From 1:1 scale whales to microfossils scaled up to the size of a house, there are few model-building projects that 10 Tons are afraid to take on. At the helm of this business is Esben Horn and in this episode, he joins us to discuss the process of model building, from concept to museum display.

We also talk about some of the exhibitions 10 Tons have led themselves, including the successful ‘Rock Fossils on Tour‘ which showcases some of the different fossils named in honour of rock/metal musicians.

Direct download: Ep98.mp3
Category:general -- posted at: 12:00am UTC

Opsins are the photosensitive proteins in the eye, responsible for converting a photons of light into an electro-chemical signals. Different opsins react to different wavelengths of light, each corresponding to a different band of colour. In humans, the 'visible spectrum' of light (a very anthropocentric term) is covered by three opsins, receptive to red, green and blue wavelengths. Other animals have opsins that are capable of subdividing the 'visible spectrum' and responding to a large number of very specific wavelengths of interest. All in all, the ability to detect light and recognise colour is not the same throughout the animal kingdom.

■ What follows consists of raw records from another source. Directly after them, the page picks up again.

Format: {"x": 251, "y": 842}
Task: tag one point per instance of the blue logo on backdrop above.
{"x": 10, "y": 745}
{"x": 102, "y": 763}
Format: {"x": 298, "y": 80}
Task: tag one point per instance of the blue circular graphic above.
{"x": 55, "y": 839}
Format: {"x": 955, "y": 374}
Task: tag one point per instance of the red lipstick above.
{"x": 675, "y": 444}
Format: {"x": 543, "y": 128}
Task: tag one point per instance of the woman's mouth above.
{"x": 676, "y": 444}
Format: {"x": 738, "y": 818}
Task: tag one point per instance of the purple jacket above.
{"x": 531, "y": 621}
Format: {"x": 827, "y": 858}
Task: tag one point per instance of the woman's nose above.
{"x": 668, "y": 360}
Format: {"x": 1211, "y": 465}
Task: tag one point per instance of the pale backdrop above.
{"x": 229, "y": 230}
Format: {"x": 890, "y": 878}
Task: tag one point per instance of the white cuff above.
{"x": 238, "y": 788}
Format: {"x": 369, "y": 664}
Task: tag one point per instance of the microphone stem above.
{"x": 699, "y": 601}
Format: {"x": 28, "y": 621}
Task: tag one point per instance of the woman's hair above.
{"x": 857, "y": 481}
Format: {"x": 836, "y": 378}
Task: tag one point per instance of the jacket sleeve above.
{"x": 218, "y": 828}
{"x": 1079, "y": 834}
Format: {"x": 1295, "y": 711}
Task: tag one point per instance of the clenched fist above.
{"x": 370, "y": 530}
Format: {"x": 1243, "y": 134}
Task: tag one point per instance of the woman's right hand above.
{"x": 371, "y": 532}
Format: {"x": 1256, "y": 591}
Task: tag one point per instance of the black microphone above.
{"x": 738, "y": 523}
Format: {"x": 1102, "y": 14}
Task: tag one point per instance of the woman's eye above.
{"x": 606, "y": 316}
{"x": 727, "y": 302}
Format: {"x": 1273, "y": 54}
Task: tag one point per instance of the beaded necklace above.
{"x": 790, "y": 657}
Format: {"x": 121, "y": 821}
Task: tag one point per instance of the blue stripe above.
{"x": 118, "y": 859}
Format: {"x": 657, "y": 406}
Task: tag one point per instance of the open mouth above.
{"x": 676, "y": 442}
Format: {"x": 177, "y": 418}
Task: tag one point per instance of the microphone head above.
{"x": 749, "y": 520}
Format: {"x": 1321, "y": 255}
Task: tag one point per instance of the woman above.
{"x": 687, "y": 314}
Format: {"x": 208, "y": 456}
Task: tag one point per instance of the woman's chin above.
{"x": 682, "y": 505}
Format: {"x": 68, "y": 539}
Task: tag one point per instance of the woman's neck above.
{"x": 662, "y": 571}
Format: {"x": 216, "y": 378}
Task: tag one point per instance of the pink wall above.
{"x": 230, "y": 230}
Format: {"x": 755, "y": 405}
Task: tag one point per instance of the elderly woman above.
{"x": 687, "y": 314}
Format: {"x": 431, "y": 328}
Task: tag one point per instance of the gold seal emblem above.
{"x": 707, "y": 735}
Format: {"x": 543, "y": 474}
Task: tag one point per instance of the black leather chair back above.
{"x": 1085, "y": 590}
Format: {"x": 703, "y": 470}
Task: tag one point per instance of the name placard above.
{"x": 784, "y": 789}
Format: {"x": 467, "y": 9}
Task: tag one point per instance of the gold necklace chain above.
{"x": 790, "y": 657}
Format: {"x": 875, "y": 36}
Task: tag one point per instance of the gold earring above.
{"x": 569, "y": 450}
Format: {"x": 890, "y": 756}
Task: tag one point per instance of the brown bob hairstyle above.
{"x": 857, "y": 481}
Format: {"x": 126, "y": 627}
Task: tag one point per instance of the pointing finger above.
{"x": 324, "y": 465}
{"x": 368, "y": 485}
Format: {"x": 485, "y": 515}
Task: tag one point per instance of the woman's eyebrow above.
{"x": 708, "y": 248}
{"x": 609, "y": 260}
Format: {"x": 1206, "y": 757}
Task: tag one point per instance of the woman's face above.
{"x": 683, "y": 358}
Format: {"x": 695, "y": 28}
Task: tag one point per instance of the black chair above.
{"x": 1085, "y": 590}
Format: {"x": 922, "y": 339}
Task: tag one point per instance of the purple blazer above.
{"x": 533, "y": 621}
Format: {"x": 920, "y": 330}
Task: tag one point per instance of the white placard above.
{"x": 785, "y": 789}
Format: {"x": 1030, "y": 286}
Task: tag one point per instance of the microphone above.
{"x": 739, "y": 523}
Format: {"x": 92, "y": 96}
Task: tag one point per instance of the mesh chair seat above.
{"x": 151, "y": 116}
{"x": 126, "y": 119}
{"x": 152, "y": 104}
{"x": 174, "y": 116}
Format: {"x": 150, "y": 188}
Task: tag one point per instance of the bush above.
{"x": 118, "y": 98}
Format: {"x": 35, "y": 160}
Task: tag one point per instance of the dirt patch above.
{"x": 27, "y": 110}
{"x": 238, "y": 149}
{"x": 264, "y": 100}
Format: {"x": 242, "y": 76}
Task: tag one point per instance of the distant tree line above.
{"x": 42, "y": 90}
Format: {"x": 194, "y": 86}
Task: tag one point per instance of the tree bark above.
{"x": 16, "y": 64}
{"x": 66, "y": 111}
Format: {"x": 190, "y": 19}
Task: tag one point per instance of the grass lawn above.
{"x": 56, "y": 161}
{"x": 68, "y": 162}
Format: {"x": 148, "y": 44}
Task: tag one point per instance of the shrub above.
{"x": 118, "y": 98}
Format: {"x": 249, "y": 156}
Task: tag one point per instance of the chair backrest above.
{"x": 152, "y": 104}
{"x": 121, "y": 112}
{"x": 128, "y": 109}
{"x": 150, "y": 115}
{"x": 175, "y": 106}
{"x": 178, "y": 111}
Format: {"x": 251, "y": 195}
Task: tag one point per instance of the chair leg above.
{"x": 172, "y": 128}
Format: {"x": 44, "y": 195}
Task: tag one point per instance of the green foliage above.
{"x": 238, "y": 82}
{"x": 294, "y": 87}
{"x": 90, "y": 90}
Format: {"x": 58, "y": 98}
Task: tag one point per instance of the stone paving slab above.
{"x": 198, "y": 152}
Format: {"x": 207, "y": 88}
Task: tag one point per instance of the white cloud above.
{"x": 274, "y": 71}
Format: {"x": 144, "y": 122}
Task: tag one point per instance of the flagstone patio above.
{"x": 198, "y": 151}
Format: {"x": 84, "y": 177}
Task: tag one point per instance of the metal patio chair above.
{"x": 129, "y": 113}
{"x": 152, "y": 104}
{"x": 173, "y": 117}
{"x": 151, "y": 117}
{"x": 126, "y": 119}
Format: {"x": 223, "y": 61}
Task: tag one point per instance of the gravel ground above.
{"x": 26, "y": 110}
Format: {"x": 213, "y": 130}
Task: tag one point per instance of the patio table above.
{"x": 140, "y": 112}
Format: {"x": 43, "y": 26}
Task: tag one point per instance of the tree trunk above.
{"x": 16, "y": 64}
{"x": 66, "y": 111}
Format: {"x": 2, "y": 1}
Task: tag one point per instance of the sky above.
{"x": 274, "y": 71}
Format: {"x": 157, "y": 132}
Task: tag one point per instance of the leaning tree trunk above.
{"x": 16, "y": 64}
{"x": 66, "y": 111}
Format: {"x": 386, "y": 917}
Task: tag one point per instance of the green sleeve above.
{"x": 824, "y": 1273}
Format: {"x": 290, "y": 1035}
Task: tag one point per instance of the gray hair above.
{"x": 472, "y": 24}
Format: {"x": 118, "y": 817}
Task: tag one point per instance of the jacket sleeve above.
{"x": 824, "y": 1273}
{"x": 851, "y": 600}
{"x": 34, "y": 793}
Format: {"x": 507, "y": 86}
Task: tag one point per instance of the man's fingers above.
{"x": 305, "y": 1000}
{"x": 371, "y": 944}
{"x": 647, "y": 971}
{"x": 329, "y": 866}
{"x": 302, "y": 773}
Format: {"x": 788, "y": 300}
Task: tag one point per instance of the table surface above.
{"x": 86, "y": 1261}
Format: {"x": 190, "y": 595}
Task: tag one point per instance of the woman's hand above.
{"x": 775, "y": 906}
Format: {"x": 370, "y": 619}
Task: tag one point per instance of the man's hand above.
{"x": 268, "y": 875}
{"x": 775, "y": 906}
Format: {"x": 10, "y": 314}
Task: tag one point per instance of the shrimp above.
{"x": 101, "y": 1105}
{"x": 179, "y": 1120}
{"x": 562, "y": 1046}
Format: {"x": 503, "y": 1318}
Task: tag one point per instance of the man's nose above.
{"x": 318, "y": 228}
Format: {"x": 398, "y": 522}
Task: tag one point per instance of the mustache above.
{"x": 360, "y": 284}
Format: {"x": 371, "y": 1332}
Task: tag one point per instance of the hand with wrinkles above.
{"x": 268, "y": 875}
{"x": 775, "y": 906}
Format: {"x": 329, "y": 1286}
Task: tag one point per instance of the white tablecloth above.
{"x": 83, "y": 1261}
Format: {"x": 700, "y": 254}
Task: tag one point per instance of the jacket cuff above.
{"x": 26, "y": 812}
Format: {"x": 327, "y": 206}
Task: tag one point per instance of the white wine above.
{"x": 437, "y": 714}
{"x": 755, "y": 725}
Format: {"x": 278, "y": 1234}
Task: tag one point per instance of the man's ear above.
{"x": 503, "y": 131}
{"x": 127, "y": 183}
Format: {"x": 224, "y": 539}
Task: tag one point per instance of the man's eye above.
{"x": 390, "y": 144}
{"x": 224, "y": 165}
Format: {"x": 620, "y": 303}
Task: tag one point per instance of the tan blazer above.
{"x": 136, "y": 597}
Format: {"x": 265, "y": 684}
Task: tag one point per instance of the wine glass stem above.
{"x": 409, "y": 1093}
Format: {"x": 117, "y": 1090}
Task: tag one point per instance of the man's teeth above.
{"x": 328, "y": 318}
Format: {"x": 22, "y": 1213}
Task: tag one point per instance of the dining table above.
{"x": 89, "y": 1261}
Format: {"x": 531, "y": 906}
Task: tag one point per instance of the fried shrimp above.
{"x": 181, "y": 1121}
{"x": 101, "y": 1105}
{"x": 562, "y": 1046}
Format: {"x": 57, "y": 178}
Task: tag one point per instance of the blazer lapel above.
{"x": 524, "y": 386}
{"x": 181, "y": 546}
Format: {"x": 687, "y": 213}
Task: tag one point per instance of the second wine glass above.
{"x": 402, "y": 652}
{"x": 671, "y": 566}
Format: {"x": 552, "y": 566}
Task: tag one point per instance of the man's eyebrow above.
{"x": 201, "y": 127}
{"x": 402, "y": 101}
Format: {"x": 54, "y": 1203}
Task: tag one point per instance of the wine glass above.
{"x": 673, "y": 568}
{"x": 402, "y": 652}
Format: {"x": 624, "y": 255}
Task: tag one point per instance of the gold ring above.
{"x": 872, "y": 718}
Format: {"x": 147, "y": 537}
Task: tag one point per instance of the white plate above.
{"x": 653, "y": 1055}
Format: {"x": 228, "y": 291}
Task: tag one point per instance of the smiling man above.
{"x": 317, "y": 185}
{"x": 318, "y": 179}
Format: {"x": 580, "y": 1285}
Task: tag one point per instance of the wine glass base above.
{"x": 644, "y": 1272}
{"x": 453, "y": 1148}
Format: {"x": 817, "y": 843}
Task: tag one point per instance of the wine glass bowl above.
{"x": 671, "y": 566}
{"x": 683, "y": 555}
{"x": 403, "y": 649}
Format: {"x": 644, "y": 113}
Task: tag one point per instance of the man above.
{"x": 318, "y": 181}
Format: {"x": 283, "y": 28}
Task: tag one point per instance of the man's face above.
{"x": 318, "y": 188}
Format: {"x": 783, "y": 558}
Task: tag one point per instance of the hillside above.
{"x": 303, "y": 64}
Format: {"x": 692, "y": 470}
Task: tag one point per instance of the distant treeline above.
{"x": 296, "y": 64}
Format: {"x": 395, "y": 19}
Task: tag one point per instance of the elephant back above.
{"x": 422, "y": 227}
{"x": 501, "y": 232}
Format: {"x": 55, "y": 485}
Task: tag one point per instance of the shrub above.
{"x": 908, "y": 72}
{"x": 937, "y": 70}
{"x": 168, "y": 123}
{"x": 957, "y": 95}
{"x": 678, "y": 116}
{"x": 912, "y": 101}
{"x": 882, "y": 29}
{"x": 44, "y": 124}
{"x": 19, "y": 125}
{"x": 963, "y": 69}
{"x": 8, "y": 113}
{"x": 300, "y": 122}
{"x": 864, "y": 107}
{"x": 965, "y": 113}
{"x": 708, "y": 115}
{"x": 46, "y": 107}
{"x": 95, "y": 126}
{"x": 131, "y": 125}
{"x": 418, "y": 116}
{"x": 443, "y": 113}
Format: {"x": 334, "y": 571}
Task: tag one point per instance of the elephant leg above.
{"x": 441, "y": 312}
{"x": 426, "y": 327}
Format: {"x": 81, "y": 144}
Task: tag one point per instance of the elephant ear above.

In this episode, we are joined by Dr James Fleming of Keio University, Japan to discuss the evolution of opsins in the ecdysozoa (the group containing arthropods and a fair few worms). We talk about the fundamentals of light detection and how, using phylogenetics, we are able to tell which colours certain extinct animals were capable of detecting.

Direct download: Ep97.mp3
Category:general -- posted at: 11:48pm UTC

Decapods are a group of crustaceans that include such well-known families as crabs, lobsters and shrimp. Whilst crustaceans are known from as early as the Cambrian, we don't see the first decapods until Devonian. Over the course of their evolutionary history, decapods have remained relatively conservative in their morphology with the exception of some interesting forms in the Mesozoic.

In this episode, Dr Carrie Schweitzer, Kent State University, gives us a run-down of the taxonomy and evolutionary history of the decapods and we explore the Middle Triassic Luoping Biota.